Not content with inducing mere pluripotency, stem cells scientists have been trying to coax developing cells all the way back to totipotency, the exceptionally plastic state that is characteristic of newly fertilized cells. Now it is possible, say French and German scientific teams, to induce a totipotent-like state by restoring some of chromatin’s new-cell openness and looseness, and by doing so in a particular way—interfering with CAF-1, a chromatin assembly factor.
By the time an embryo develops into a blastocyst, a ball of cells consisting of about 30 cells, totipotency has already hardened into pluripotency, which means that cells lose the ability to differentiate into embryonic and extraembryonic tissues. Instead, they can generate only embryonic tissues. No placenta. No umbilical cord.
Even though differentiated cells are routinely reprogrammed back to pluripotency, reprogramming back to totipotency remains unusual. Nonetheless, when pluripotent stem cells are cultured, a few totipotent cells appear spontaneously. These are called “2C-like cells” because they resemble the 2-cell stage embryo.
Zeroing in on 2C-like cells, reasoned scientists based at INSERM and the Max Planck Institute for Molecular Medicine, might reveal ways to achieve totipotency more consistently.
The researchers compared 2C-like cells to 2-cell-stage embryos in order to find their common characteristics and identify telling differences. In particular, the ISERM and Max Planck teams found that the DNA was less condensed in totipotent cells, and that the amount of the protein complex CAF1 was diminished. A closer look revealed that CAF1—already known for its role in the assembly of chromatin (the organized state of DNA)—is responsible for maintaining the pluripotent state by ensuring that the DNA is wrapped around histones.

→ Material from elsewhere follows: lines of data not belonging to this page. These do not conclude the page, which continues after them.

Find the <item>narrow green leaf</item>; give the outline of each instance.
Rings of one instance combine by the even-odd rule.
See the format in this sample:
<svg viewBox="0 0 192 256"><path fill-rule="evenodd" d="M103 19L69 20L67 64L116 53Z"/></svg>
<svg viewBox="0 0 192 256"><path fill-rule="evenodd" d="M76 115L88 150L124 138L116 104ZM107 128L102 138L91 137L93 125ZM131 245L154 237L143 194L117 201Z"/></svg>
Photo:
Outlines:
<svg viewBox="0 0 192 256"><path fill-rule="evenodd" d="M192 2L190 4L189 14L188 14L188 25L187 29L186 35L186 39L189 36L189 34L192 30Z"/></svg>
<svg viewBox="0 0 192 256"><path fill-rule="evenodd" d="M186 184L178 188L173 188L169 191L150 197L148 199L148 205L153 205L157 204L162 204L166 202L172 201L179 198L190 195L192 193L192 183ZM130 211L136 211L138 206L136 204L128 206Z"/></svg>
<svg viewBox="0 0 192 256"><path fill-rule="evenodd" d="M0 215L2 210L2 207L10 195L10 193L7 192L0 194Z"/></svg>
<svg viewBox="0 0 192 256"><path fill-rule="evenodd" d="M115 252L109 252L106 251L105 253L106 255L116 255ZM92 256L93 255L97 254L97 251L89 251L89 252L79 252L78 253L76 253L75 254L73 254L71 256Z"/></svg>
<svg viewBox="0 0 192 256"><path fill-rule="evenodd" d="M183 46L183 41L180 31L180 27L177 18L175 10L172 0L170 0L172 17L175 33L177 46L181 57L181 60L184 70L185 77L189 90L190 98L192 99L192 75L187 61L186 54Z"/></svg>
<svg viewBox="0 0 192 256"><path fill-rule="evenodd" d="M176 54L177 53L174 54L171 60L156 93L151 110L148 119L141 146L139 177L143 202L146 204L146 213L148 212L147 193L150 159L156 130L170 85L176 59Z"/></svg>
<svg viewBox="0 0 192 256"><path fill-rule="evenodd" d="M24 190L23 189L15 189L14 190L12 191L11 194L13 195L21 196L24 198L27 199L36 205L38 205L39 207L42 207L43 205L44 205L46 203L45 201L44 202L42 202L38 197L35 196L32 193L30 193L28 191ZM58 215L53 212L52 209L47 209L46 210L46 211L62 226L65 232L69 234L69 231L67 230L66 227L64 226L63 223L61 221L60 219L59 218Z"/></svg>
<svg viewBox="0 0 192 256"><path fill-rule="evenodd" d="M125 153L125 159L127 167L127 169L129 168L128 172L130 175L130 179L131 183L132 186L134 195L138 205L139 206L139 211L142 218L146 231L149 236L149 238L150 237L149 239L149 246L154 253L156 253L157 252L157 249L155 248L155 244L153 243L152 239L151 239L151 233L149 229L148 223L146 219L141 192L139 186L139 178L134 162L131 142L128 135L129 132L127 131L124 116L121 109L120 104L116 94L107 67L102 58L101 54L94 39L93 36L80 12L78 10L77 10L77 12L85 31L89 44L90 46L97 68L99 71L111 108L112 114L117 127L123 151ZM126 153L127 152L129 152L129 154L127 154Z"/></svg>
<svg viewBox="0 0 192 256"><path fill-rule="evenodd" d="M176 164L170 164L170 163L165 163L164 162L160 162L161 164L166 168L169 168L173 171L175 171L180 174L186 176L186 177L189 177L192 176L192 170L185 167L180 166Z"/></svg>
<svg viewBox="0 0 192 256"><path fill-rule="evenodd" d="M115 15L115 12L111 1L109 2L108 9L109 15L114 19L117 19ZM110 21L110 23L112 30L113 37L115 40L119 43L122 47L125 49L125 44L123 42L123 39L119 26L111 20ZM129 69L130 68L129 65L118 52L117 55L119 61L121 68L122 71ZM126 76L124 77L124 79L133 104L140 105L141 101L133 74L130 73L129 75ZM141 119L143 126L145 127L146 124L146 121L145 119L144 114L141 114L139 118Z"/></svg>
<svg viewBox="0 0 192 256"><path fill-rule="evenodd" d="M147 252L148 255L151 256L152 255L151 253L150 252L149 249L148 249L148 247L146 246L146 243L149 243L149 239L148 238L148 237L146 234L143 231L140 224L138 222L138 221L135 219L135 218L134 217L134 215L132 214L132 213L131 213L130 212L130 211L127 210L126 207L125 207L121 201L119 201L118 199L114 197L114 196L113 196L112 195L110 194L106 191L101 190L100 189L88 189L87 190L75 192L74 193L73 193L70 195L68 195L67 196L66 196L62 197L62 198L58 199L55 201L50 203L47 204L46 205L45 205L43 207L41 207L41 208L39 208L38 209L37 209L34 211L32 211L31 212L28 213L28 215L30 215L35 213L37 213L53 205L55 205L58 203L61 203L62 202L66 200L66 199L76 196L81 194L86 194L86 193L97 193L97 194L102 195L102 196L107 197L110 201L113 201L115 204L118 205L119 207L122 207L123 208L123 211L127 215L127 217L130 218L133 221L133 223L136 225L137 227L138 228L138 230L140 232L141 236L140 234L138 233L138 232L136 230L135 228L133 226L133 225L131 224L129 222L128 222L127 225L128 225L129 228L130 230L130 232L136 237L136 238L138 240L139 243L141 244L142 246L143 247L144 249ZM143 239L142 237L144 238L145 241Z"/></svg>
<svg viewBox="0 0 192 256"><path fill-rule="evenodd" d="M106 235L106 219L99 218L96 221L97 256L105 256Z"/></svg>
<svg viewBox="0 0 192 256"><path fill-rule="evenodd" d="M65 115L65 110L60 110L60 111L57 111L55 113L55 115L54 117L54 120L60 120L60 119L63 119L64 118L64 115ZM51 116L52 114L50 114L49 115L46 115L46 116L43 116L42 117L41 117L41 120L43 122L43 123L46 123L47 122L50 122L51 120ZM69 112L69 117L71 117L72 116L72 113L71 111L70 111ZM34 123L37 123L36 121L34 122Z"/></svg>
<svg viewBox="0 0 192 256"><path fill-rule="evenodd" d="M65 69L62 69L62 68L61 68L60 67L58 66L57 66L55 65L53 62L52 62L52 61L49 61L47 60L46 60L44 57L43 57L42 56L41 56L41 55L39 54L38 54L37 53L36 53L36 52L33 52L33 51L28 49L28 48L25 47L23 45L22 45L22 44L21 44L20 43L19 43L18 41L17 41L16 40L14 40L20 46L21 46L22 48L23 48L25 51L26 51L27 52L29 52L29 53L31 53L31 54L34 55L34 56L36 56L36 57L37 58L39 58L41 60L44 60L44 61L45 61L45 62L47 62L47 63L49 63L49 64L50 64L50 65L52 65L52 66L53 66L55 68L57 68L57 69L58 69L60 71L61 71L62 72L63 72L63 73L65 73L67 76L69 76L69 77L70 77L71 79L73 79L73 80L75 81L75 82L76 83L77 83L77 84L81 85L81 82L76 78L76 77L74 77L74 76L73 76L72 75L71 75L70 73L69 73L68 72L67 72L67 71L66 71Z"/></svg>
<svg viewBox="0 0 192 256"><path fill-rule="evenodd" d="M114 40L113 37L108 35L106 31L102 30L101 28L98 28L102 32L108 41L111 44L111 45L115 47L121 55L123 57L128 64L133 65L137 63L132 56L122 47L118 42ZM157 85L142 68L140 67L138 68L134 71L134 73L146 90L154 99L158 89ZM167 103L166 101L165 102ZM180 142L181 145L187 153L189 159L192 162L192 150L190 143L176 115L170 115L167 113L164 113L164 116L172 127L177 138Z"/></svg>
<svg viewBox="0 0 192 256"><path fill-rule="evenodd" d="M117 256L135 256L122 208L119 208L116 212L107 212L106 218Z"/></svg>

This observation animated follow-up work by INSERM team, which was led by Maria-Elena Torres-Padilla, Ph.D., a researcher from the Institut de Génétique et de Biologie Moléculaire et Cellulaire, or IGBMC. The INSERM team was able to induce a totipotent state by inactivating the expression of the CAF1 complex, which led to chromatin reprogramming into a less condensed state.
Details of this work appeared August 3 in Nature Structural & Molecular Biology, in an article entitled, “Early embryonic-like cells are induced by downregulating replication-dependent chromatin assembly.”
“We show that mouse 2C-like cells can be induced in vitro through downregulation of the chromatin-assembly activity of CAF-1,” wrote the authors. “Endogenous retroviruses and genes specific to 2-cell embryos are the highest-upregulated genes upon CAF-1 knockdown. Emerging 2C-like cells exhibit molecular characteristics of 2-cell embryos and higher reprogrammability than ES cells upon nuclear transfer.”
Moreover, the INSERM and Max Planck teams found that specific classes of repetitive elements were also up-regulated in induced totipotent-like cells, a hallmark of the 2-cell embryo. “The computational analysis of expression of repetitive elements is very challenging, since these are found many times in the genome,” said Juanma Vaquerizas, Ph.D., a researcher at the Max Planck Institute. “Now it is key to understand why these repetitive elements and gene expression programs are both up-regulated in totipotent cells.”
The authors speculated that early embryonic-like cells can be induced by modulating chromatin assembly and that atypical histone deposition may trigger the emergence of totipotent cells. If so, the authors’ work may contribute to more efficient reprogramming techniques, advancing applications in regenerative medicine.